GraphQL has been a game changer for us. Our open data is largely comprised of flat Excel files, but we also access some data via API. Much of our content is formatted in Markdown. GraphQL can query it all in a schema whereby we get exactly the data and content we need for a particular context.

Where before our data-update scripts would generate multiple `.yml` files – structured for the specific context in which the data would appear – we can now query the data with GraphQL and reference it in whatever context we need. Importantly, we maintain just one canonical data file and structure our query to fetch what we need.

We use the [`gatsby-transformer-excel` plugin](/packages/gatsby-transformer-excel/) to parse our Excel data and convert it into `JSON` arrays accessible to both GraphQL and [D3.js](https://d3js.org/), our data visualization library.

Here's a sample GraphQL query from the homepage to fetch revenue data:

```graphql
Revenues:allRevenues (
filter:{RevenueCategory:{ne: null}}
sort:{fields:[RevenueDate], order: DESC}
) {
revenues:edges {
data:node {
RevenueDate
RevenueMonth:RevenueDate(formatString: "MMMM")
RevenueYear:RevenueDate(formatString: "YYYY")
DisplayYear:RevenueDate(formatString: "'YY")
DisplayMonth:RevenueDate(formatString: "MMM")
Revenue
RevenueCategory
}
}
}
```

Every member of our team can now update the homepage data, using only Excel and GitHub on their government-issued laptops. Now that we're publishing data every month, with a team distributed across multiple time zones, that makes a _huge_ difference. GraphQL allows us to quickly correct mistakes, ship content updates, and iterate on our data visualizations.

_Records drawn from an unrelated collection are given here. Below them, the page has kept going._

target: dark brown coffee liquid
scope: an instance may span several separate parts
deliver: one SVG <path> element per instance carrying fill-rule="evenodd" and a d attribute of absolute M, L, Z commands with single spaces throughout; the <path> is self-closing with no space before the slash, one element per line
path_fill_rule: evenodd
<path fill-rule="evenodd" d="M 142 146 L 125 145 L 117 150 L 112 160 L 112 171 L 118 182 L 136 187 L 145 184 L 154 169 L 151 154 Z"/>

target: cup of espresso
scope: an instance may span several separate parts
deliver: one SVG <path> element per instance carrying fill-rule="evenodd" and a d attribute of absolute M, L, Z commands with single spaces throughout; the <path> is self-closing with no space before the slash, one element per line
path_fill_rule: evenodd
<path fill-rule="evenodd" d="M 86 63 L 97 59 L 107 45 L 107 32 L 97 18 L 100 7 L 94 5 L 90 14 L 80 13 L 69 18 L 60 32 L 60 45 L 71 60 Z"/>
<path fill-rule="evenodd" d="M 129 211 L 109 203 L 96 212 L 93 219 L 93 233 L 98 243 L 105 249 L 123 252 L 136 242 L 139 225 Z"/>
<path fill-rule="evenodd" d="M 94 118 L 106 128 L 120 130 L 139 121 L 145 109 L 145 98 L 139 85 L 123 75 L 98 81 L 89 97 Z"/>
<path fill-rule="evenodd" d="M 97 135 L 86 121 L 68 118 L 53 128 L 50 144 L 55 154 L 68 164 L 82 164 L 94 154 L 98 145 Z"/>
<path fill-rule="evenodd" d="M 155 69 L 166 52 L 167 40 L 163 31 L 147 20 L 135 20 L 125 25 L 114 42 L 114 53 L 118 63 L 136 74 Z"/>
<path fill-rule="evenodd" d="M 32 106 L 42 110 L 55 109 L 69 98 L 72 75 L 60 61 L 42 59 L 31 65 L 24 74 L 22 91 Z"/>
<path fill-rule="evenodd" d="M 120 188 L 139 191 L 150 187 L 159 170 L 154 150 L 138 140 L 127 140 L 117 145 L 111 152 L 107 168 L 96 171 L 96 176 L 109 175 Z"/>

We update the Excel file, and we get our updated charts on build.

![Homepage data visualizations showing Revenue and Disbursements](./homepage-revenue-disbursements.jpg)

Our three "innovation specialists" (design and development team members) are limited to four years in each of our respective positions, so one of our biggest priorities over that time is to create a sustainable workflow for content management on the site. Transforming our data-update workflow is a significant step in that direction, but one of the other advantages of Gatsby is its ability to pull in data from virtually any source, including databases and content management systems. The site will always need some level of developer support, but Gatsby's flexible architecture means we can start to look toward content management workflows that are practical for members of our extended team.

### Modularity

Perhaps React's rising popularity is due to its modularity in the form of React components. Our site features repeating instances of similar or identical patterns, so Gatsby's use of React was attractive to our team.

For example, the homepage's `KeyStatsSection` component references the `StackedBarChartLayout` component, passing it props:

```jsx
return (
<div is="chart">
<StackedBarChartLayout
dataSet={this.state[dataSetId]}
title={title}
styleMap={CHART_STYLE_MAP}
sortOrder={CHART_SORT_ORDER}
legendTitle={CHART_LEGEND_TITLE}
legendDataFormatFunc={dataFormatFunc || utils.formatToCommaInt}
barSelectedCallback={this.dataKeySelectedHandler.bind(
this,
dataSetId,
this.state[dataSetId].syncId
)}
/>
</div>
)
```

#### Pattern library

This component architecture also feeds our pattern library (not yet live), so when we build or change a component, our pattern library will update itself. We will then have a working inventory of our components to reference for new feature development.

#### CSS Modules

With our homepage rebuild, we also started using [CSS Modules](https://github.com/css-modules/css-modules). CSS Modules are CSS files "in which all class names and animation names are scoped locally by default," and they're a great way to avoid selector name collisions and limit the accumulation of unused styles.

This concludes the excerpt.